Another culprit that has been fought throughout history that we (through pressure from the banking system) now thoroughly embrace is the system of fractional reserve banking. Most people believe that when they deposit their paycheck into their bank that money (or digital representation of money) is stored in a vault, waiting for you to spend it. Perhaps you have a certificate of deposit (a CD) that allows the bank to loan your money to enterprising entrepreneurs to start or grow a business – but when you want to withdraw all of your money it will be ready for you. It’s a bank, and they hold your money for you – making loans to others to make money off of interest, and perhaps you get a percent or two of interest for you providing your money to them as capital.
This is not the case.
Fractional Reserve Banking does not work this way at all. Fractional Reserve Banking simply means that a bank must keep a “fraction” of your deposit at the bank betting against the unlikely event that everyone withdrew all their money at one time – what is known as a “bank run”. This would occur if the depositors lost faith in their bank, and demanded their money back all at one time. But if people simply withdraw their money from time to time in small amounts – to pay their bills for example, they can loan out the larger part of the fraction to people who wish to buy a car, buy a house, a new business or any other loan. The bank then begins to receive a profit from your money – it is earning interest on all of those loans. Everything works fine as long as everyone does not want all their money at once.

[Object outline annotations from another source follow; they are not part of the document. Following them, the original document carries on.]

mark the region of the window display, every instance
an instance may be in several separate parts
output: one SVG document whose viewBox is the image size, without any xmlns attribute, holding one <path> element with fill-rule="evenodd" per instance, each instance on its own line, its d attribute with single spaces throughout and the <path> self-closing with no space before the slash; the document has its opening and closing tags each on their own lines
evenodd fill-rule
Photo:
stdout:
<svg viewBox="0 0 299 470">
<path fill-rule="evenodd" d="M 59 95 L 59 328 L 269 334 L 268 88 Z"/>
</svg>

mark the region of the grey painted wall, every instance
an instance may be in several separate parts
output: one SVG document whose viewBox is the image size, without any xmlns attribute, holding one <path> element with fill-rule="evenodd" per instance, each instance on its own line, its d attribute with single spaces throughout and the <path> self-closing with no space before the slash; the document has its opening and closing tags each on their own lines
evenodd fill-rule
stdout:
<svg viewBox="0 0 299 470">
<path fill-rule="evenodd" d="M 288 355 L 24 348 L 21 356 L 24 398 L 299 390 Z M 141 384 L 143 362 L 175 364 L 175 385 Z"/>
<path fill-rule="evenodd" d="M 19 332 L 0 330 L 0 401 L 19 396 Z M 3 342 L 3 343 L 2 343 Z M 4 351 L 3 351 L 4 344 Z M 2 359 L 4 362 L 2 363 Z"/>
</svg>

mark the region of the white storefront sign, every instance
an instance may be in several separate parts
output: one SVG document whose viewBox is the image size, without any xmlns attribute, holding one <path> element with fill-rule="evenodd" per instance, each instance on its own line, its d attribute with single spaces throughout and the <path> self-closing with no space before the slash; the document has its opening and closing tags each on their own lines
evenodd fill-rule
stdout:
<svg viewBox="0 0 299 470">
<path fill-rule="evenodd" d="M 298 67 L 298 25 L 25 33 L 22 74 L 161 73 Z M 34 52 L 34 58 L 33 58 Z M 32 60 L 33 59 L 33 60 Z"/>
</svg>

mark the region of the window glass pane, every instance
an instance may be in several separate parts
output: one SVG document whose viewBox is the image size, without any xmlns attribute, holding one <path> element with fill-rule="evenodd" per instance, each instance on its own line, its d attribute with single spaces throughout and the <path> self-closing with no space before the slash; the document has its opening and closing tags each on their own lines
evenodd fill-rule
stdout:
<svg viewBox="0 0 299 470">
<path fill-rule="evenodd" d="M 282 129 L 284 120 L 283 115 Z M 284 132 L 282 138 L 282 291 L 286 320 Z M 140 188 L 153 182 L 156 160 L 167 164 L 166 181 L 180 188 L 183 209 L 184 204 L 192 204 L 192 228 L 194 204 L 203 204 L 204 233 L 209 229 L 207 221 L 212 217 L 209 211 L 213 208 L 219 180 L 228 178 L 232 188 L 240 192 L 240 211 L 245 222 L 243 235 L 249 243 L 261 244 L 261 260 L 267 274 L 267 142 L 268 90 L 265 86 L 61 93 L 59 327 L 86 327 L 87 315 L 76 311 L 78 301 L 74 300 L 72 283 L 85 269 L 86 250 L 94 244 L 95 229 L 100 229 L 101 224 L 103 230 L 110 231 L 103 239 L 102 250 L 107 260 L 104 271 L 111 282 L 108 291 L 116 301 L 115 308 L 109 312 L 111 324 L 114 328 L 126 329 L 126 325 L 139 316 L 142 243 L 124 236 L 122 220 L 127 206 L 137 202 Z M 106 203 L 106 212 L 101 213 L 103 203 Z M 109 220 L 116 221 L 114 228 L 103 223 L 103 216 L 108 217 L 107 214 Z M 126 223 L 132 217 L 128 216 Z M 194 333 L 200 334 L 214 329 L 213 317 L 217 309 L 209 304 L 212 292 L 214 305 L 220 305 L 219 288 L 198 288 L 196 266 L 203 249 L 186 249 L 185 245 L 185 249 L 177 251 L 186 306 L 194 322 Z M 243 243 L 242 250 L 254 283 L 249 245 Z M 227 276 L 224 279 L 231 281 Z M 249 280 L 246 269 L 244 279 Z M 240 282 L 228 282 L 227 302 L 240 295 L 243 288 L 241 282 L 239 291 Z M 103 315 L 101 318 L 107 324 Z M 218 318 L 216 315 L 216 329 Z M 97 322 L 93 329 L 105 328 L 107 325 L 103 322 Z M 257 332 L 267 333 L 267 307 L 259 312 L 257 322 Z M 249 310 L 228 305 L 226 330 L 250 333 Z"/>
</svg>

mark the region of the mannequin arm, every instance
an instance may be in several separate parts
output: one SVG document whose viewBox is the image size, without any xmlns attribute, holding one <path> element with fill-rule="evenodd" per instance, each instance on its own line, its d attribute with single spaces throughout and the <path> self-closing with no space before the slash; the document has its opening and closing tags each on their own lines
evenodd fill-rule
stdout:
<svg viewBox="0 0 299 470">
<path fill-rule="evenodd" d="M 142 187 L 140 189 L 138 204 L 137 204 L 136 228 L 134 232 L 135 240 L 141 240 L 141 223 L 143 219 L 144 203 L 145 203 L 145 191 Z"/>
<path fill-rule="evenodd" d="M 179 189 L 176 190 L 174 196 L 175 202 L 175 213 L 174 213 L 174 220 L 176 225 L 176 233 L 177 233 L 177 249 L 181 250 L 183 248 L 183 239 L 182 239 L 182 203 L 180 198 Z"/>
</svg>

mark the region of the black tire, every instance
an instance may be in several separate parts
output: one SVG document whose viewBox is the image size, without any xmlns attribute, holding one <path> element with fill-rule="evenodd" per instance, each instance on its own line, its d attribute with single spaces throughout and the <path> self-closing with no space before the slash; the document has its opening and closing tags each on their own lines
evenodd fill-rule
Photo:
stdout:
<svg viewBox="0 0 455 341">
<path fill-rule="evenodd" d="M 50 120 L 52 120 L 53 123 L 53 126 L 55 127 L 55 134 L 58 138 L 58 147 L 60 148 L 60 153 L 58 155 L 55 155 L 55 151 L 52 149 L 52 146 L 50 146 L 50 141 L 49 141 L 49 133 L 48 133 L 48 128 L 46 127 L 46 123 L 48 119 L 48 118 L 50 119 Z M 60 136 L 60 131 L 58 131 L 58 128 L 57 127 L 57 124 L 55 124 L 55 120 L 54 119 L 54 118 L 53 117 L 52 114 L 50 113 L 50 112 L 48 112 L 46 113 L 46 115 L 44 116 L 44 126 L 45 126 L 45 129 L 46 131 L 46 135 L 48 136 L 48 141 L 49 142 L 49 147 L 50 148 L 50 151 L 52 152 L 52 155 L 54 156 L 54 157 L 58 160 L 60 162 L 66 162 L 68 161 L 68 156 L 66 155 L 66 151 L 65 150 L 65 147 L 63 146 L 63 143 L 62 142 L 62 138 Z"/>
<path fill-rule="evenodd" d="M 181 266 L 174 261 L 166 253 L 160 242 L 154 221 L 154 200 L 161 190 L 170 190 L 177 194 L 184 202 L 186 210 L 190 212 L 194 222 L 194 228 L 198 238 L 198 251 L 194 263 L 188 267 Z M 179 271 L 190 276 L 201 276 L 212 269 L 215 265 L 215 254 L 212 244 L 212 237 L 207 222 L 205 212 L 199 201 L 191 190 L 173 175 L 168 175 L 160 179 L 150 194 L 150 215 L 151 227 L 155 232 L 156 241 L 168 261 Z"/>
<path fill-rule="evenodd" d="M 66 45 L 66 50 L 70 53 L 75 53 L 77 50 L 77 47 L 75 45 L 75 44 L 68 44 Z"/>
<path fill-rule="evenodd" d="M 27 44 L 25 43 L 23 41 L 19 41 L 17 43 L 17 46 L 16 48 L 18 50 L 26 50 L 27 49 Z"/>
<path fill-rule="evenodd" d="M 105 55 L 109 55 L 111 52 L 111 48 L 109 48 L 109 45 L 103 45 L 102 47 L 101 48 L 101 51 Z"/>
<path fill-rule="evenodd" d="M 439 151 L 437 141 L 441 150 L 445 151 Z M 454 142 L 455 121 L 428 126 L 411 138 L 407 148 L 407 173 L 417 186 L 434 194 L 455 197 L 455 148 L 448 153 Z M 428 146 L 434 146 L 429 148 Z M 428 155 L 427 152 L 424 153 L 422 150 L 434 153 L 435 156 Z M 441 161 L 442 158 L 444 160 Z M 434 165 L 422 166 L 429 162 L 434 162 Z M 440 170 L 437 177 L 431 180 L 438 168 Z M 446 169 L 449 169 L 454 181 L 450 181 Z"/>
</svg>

You may be surprised to learn that your bank in reality only has less than 10% of the money that you deposited really available for you to withdraw at any given time. If you withdraw 100% of your money, they will give it to you – using the cash from your fellow depositors at that bank. The system continues to work, and no one is the wiser.
The “fractional reserve rate” is set by the Federal Reserve (specifically the Board of Governors of the Federal Reserve System). In 2011 the formula was this:
A depository institution’s reserve requirements vary by the dollar amount of net transaction accounts held at that institution. Effective December 29, 2011, institutions with net transactions accounts:
- Of less than $12.4 million have no minimum reserve requirement;
- Between $12.4 million and $79.5 million must have a liquidity ratio of 3%;
- Exceeding $79.5 million must have a liquidity ratio of 10%.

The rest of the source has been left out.